Da Redação
A Terceira Turma do Superior Tribunal de Justiça decidiu, por unanimidade, que casais do mesmo sexo não precisam expor publicamente sua relação para ter reconhecida a união estável. O entendimento considera o direito à privacidade e o receio de preconceito que ainda afeta essas relações, especialmente em cidades do interior. A decisão beneficiou um casal de mulheres que viveu junto por mais de 30 anos em Goiás.
Caso envolveu relacionamento de três décadas mantido em discrição
Duas mulheres conviveram por mais de 30 anos em uma cidade do interior de Goiás, compartilhando vida, projetos e patrimônio até a morte de uma delas, em 2020. Durante todo esse tempo, o casal manteve a relação de forma reservada, sem grande exposição pública.

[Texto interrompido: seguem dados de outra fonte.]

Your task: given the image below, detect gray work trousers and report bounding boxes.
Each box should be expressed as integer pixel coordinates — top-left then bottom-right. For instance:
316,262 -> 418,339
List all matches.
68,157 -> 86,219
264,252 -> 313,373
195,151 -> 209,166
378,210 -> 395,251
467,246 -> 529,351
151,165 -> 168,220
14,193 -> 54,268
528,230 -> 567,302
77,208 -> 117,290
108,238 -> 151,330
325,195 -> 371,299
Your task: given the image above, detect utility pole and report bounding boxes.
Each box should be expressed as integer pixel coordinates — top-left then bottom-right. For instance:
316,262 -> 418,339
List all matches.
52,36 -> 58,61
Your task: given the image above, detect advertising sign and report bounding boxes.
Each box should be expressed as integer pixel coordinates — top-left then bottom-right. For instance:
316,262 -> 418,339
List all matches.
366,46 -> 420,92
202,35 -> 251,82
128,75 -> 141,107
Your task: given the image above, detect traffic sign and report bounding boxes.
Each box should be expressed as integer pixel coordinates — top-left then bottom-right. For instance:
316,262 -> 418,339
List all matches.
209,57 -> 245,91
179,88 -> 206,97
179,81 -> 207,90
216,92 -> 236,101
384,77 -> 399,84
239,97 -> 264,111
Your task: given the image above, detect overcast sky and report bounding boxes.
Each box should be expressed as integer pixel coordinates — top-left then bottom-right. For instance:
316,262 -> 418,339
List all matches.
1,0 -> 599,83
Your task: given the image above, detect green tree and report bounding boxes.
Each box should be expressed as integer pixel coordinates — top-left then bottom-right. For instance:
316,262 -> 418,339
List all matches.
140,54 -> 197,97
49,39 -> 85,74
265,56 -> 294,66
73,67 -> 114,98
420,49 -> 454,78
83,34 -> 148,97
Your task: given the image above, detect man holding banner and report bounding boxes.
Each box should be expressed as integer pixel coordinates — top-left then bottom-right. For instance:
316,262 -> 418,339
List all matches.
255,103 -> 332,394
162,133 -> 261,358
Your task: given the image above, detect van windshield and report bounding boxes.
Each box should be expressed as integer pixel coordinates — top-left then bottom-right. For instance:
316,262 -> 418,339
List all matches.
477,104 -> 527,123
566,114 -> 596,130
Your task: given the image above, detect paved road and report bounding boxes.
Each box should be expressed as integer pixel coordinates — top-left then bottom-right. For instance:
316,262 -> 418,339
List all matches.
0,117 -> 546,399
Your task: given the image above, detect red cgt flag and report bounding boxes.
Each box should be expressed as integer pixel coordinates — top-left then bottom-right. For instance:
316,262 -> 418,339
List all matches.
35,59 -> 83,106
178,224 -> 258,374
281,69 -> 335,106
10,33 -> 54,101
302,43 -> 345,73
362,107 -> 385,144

Após o falecimento, a companheira sobrevivente buscou o reconhecimento judicial da união estável. Porém, o juiz de primeira instância negou o pedido, argumentando que faltava a publicidade da relação – requisito considerado essencial pelo Código Civil.
Tribunal de Goiás reformou decisão inicial
O Tribunal de Justiça de Goiás reformou a sentença, entendendo que era possível flexibilizar a exigência de publicidade diante das provas apresentadas. Havia elementos suficientes para comprovar a união: o casal adquiriu bens em conjunto, reformou a casa onde vivia, recebia visitas de familiares, viajava e frequentava eventos sociais.
Irmãos e sobrinhos da falecida, na condição de herdeiros, recorreram ao STJ alegando que a publicidade seria indispensável. Contudo, a ministra Nancy Andrighi, relatora do caso, rejeitou esse argumento.
Dignidade humana deve orientar interpretação do requisito
Para a relatora, quando se trata de relações homoafetivas, o requisito da publicidade deve ser interpretado considerando princípios fundamentais como a dignidade da pessoa humana, a isonomia e a liberdade individual. É preciso garantir a proteção da vida sexual e da intimidade dos conviventes.
Nancy Andrighi explicou que a constituição da união estável depende muito mais da intenção de formar família do que do conhecimento da relação pela sociedade. Os conviventes não são obrigados a expor excessivamente sua vida privada e têm direito à discrição.
Contexto social influencia reconhecimento da união
A ministra destacou que, nas uniões homoafetivas, é comum que as relações sejam omitidas de familiares por medo de julgamentos negativos ou represálias. Esse receio é ainda mais intenso em cidades do interior e em épocas de maior intolerância.
Por isso, segundo a relatora, cada caso deve ser analisado considerando o contexto histórico-cultural e o ambiente social em que o casal vive. “Negar o reconhecimento de união estável homoafetiva em razão da ausência da publicidade do relacionamento, quando evidente a convivência contínua e duradora, como uma verdadeira família, seria invisibilizar uma camada da sociedade já estigmatizada”, afirmou.
Decisão reforça proteção a casais do mesmo sexo
Com esse entendimento, o STJ estabeleceu que a publicidade não pode ser exigida como “excessiva e desmedida exposição social”. O importante é que estejam demonstrados os demais elementos da união estável: convivência contínua, duradoura e com objetivo de constituir família.
A decisão representa um avanço na proteção dos direitos de casais homoafetivos, reconhecendo que muitos vivem suas relações de forma reservada como estratégia de sobrevivência em ambientes hostis ou preconceituosos.